Un principio jurídico elemental establece que la comisión de delitos es personalísima, pero cuando una colectividad ampara a quien delinque se está en presencia no sólo de complicidad, sino de coautoría en las transgresiones a la ley.

Aun más, cuando las víctimas de aquellos hechos punibles son personas vulnerables, como son los niños de familias de escasos recursos económicos, las cosas son intolerables.

Todo alcanza un grado aborrecible si la comunidad que ampara a los malhechores —por llamarlos de alguna manera— pertenecen a una organización poderosa e intocable, escudada detrás de principios doctrinales intachables.

Esta introducción viene a cuento de lo que sucede con la Compañía de Jesús, la orden religiosa católica que alberga a sacerdotes jesuitas, quienes “desterraron” a los curas pederastas de España, cuyas conductas y tendencias conocían, y los enviaron a Bolivia para protegerlos de la acción de la justicia en ese país europeo.

En el país, continuaron esas monstruosidades y algunos de ellos murieron en la impunidad, mientras que otros viven los últimos años de su vida bajo el amparo de sus compañeros de hábitos, refugiados en apacibles conventos.

La Iglesia Católica está obligada a transparentar estas situaciones. Da la impresión de que los esfuerzos del papa Francisco en ese sentido se han estrellado contra el “stablishment” que pervive con la comodidad de los pecadores que hacen aspavientos de arrepentimiento y ostentan su poder para no ser sancionados.

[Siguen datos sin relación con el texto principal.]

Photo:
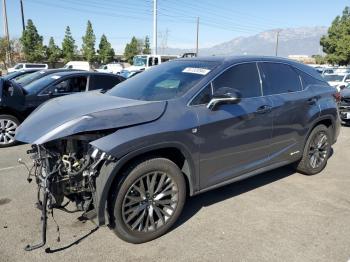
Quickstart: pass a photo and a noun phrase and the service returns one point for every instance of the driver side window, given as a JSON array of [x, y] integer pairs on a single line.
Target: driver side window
[[243, 77], [67, 86]]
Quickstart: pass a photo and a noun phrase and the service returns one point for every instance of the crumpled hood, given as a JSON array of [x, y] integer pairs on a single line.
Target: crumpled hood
[[90, 111]]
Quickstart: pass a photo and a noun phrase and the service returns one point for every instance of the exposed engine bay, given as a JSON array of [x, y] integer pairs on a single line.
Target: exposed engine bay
[[65, 169]]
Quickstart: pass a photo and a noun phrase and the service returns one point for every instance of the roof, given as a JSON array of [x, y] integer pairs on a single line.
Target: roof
[[228, 60], [77, 72]]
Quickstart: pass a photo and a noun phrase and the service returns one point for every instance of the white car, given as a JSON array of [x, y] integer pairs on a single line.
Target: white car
[[113, 68], [78, 65], [337, 80], [24, 66]]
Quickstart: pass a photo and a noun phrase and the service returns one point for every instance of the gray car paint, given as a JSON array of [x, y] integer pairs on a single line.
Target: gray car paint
[[219, 146], [66, 116]]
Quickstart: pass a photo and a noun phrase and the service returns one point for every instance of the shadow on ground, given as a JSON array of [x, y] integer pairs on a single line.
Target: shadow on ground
[[194, 204]]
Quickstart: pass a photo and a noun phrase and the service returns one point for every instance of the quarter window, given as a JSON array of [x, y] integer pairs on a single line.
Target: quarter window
[[309, 80], [279, 78], [243, 77]]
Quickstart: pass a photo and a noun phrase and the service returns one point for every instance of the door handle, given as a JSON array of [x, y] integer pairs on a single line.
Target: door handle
[[263, 109]]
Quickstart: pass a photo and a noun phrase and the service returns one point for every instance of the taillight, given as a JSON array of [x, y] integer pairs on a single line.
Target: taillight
[[337, 96]]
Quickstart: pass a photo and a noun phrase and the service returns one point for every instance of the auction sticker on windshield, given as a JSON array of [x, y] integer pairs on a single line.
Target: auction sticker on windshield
[[196, 70], [55, 77]]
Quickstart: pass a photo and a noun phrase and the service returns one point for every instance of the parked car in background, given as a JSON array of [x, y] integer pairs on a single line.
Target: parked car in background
[[78, 65], [17, 102], [129, 157], [29, 78], [143, 62], [17, 75], [113, 68], [128, 74], [25, 66], [344, 105], [337, 80]]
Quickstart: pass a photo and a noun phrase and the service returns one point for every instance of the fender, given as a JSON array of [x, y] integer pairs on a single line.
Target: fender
[[110, 170], [315, 122]]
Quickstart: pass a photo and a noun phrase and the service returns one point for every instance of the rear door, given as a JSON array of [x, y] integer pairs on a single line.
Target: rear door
[[292, 107], [235, 138]]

Es necesario que, de oficio, el Ministerio Público de Bolivia investigue todos los centros, públicos, privados y de convenio, para descartar la ocurrencia de acciones de esa naturaleza y, en caso de encontrarlos, será preciso procesar y condenar ejemplarmente a quienes resulten ser culpables, vistan sotana o no, posean grados académicos o no. Y en caso de haberlos, los castigos penales deben alcanzar a los encubridores, sea cual sea su condición o estatus.

El silencio, ojo, también es complicidad

El cuidado de los niños debe ser la principal responsabilidad de todas las instituciones estatales y, en general, de la sociedad. Defenderlos, en caso de que hubieran sido víctimas de abusos, es un deber de todos. La salud física y mental de los pequeños está en manos de la colectividad en su conjunto.